The military-installed cabinet said police could now enter campuses in case of "threats and to confront protests that could harm students", state news agency MENA quoted a cabinet statement as saying.
Police previously had to obtain permission from the prosecutor general or university authorities before entering campuses or dormitories to deal with demonstrators or clashes.
Thursday's move came after a student was killed in clashes at an Al-Azhar University dorm in Cairo's Nasr City district overnight, a security official and a medic said.
The student had been hit by birdshot in the chest and neck.
The clashes were between supporters and opponents of the military-installed authorities, security officials said, adding that groups of students also confronted each other at Cairo University on Thursday.
Meanwhile, a court in the capital sentenced 38 Al-Azhar university students to 18 months in prison for "participating in violence" at the campus in October, MENA reported.
Students who support the new authorities and those who oppose it have clashed regularly in Cairo and other universities since the army ousted Islamist president Mohammed Morsi on July 3.
The authorities are engaged in a crackdown on his Islamist supporters in which more than 1,000 people have been killed since the middle of August and thousands more have been arrested.
Among initiatives announced by the cabinet on Thursday was boosting the powers of the police and military to help fight "terrorism", MENA said.
Islamist militants have stepped up attacks in the restive Sinai since Morsi's ouster and have also targeted security forces outside the peninsula.
On Wednesday, a car bombing in the Sinai killed 11 soldiers and wounded 34, and another blast in Cairo wounded four policemen.
The Sinai attack was the deadliest in the region bordering Gaza and Israel since an August 19 ambush on a security convoy killed 25 police in the north Sinai town of Rafah.

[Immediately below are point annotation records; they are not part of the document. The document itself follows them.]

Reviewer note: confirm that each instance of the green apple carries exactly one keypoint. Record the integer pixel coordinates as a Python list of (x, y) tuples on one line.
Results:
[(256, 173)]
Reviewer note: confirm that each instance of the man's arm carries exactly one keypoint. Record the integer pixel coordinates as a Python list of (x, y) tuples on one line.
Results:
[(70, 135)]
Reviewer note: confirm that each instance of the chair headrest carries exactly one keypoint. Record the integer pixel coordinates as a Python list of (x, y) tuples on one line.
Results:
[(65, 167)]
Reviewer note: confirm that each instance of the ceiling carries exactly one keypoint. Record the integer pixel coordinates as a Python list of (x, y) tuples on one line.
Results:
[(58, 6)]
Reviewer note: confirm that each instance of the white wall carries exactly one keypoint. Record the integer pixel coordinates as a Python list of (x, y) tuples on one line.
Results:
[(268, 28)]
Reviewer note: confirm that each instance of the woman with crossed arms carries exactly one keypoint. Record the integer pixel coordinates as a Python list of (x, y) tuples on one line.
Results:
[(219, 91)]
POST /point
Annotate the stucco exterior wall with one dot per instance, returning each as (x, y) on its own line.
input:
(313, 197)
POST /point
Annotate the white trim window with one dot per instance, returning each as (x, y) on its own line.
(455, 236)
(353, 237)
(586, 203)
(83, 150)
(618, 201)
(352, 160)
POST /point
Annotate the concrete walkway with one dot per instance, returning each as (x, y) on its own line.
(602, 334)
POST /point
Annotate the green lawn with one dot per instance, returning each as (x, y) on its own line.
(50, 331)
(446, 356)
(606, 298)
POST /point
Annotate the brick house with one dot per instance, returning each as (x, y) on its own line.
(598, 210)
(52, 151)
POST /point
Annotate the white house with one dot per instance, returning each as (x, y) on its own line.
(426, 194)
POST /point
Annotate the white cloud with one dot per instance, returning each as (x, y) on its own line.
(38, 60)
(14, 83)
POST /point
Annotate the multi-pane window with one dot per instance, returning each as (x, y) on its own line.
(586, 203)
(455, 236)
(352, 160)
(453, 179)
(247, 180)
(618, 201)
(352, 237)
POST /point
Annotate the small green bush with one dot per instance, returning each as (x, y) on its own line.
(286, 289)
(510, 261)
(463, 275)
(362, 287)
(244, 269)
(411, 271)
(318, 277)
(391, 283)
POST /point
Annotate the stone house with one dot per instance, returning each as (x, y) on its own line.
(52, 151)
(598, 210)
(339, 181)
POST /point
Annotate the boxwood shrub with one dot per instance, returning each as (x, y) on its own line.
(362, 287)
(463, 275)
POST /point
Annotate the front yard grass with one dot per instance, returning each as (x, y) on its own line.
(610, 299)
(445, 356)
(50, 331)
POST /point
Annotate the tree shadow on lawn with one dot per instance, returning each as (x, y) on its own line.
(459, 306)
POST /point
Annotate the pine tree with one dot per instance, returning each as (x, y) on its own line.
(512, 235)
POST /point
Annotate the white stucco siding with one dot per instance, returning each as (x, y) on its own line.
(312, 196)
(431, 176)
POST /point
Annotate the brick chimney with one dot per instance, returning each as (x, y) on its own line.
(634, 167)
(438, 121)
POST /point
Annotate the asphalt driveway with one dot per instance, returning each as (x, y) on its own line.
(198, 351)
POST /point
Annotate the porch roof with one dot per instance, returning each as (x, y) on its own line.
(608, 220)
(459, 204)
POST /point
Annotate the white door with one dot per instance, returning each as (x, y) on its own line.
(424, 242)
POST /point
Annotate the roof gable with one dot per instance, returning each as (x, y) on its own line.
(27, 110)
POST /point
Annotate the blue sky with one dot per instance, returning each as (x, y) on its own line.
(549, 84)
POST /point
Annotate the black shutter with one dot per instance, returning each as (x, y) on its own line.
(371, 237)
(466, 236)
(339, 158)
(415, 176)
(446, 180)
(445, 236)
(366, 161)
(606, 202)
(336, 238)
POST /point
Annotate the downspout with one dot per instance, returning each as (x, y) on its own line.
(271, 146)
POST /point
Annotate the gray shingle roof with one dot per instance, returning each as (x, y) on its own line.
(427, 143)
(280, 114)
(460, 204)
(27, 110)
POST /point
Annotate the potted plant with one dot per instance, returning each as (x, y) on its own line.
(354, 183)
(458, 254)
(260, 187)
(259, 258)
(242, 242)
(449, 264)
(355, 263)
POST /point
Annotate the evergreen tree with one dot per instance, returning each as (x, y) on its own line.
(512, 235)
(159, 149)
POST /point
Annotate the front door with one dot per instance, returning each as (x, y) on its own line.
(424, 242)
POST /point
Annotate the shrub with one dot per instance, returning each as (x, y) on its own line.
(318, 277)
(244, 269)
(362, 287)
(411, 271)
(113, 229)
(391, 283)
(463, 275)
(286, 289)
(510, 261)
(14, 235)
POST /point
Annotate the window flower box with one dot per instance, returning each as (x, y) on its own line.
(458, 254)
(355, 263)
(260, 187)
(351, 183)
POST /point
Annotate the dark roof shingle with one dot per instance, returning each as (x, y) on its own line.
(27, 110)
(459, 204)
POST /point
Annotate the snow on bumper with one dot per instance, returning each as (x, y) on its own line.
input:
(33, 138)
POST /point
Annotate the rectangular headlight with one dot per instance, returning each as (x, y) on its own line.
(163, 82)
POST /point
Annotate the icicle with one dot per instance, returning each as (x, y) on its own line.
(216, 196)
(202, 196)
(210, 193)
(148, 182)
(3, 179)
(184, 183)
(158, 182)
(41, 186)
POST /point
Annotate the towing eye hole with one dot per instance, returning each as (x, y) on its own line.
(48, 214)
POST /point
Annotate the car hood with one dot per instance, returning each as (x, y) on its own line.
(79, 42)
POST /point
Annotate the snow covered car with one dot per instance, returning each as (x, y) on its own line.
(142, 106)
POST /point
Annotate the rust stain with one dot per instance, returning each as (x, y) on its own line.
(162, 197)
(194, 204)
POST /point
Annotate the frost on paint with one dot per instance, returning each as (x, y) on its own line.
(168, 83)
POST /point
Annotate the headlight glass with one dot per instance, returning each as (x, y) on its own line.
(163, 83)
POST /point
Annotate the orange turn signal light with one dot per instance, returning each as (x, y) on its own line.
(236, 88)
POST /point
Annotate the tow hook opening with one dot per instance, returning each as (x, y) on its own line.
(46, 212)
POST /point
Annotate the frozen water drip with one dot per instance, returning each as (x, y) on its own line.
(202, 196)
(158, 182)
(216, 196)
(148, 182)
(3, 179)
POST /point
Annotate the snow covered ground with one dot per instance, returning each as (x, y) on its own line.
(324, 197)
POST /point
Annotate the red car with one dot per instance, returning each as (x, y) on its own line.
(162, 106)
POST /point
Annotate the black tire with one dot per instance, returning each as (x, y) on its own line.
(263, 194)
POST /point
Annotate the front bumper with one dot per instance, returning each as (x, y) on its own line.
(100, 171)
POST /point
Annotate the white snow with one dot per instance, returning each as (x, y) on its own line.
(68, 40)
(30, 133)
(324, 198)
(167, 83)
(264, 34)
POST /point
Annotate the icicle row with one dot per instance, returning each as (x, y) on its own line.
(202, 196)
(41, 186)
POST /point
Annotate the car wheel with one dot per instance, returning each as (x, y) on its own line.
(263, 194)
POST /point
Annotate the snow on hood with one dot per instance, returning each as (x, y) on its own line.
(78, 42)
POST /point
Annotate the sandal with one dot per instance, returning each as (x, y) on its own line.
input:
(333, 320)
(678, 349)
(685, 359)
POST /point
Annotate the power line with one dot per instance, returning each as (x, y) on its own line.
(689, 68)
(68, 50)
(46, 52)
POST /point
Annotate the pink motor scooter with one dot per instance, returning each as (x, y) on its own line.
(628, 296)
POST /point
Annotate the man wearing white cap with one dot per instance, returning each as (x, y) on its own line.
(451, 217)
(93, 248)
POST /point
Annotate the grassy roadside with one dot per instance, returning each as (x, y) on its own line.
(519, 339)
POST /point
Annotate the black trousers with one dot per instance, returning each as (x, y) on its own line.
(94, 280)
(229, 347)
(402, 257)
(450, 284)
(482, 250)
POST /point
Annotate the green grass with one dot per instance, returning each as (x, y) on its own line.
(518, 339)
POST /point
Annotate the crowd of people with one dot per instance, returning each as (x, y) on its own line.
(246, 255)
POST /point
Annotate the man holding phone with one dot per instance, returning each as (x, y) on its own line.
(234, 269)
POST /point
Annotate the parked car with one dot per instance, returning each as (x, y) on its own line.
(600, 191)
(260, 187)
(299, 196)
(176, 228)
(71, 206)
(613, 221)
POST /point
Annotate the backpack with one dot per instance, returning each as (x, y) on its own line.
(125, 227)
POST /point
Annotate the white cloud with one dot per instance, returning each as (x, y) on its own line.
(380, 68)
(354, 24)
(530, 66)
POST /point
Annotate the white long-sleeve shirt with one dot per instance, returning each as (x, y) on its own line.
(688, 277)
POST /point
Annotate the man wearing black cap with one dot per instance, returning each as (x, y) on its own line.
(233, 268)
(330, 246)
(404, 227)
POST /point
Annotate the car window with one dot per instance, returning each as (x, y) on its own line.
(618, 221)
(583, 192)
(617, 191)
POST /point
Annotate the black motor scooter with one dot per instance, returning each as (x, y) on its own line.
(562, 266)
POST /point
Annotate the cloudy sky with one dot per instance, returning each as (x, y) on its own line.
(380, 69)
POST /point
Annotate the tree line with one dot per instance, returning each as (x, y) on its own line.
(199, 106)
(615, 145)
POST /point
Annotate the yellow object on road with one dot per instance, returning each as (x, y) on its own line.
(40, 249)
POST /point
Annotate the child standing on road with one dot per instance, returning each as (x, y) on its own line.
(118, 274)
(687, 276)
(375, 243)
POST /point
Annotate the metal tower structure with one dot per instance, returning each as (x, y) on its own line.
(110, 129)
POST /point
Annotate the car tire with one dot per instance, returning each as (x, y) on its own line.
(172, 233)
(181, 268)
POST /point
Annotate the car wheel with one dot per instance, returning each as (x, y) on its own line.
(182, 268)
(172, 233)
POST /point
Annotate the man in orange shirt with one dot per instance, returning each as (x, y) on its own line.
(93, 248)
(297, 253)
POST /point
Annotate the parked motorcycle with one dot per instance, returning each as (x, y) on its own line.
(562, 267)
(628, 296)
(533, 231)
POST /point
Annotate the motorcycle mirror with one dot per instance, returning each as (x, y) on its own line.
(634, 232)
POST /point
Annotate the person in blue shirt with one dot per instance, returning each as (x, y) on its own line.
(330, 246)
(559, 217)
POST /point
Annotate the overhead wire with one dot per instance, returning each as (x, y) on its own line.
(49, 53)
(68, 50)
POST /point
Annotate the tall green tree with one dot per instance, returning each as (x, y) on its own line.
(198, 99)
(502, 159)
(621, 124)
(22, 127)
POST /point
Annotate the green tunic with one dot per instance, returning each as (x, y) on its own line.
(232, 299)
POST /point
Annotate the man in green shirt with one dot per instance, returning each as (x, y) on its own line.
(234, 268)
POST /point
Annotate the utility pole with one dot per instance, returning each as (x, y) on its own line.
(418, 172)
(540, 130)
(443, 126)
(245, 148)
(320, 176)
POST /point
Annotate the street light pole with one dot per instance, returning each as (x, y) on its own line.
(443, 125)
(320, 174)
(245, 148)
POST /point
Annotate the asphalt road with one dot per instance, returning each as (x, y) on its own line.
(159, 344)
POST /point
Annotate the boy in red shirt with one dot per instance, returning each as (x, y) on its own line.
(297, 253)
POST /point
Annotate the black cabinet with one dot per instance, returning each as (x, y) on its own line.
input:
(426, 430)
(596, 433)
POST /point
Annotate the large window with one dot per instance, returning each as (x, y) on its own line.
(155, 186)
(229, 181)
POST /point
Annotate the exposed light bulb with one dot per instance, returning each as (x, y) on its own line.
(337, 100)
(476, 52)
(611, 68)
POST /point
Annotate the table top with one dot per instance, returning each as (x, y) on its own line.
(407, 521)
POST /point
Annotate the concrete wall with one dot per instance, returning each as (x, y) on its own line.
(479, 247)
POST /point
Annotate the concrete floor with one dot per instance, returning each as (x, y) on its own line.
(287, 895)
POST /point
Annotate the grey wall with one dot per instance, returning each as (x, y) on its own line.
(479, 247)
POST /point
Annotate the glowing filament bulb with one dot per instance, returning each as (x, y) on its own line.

Earlier on Thursday, a police officer was shot dead north of Cairo while on a mission to arrest militants suspected of assassinating a senior security official on Sunday.
Captain Ahmed Samer Mahmoud was killed at dawn in an operation in the Nile Delta town of Qulubiya when a special forces team exchanged fire with militants, the interior ministry said.
The team was chasing "terrorist elements" wanted for Sunday's murder of Lieutenant Colonel Mohamed Mabruk, it said.
Mabruk, an officer involved in the crackdown against Islamists and members of the Muslim Brotherhood to which Morsi belonged, was shot dead in Cairo.
A Sinai-based group linked to al-Qaida, Ansar Beit al-Maqdis, said its militants had killed him.
The group had previously claimed it bombed the interior minister's convoy in a failed assassination attempt in September.
MENA said on Thursday the cabinet also decided to review recent citizenships offered to non-Egyptians, referring mainly to the nearly three years since long-time dictator Hosni Mubarak quit in February 2011.
Media reports have previously said Morsi's government had stepped up efforts to grant Egyptian nationality to Palestinians staying in the country.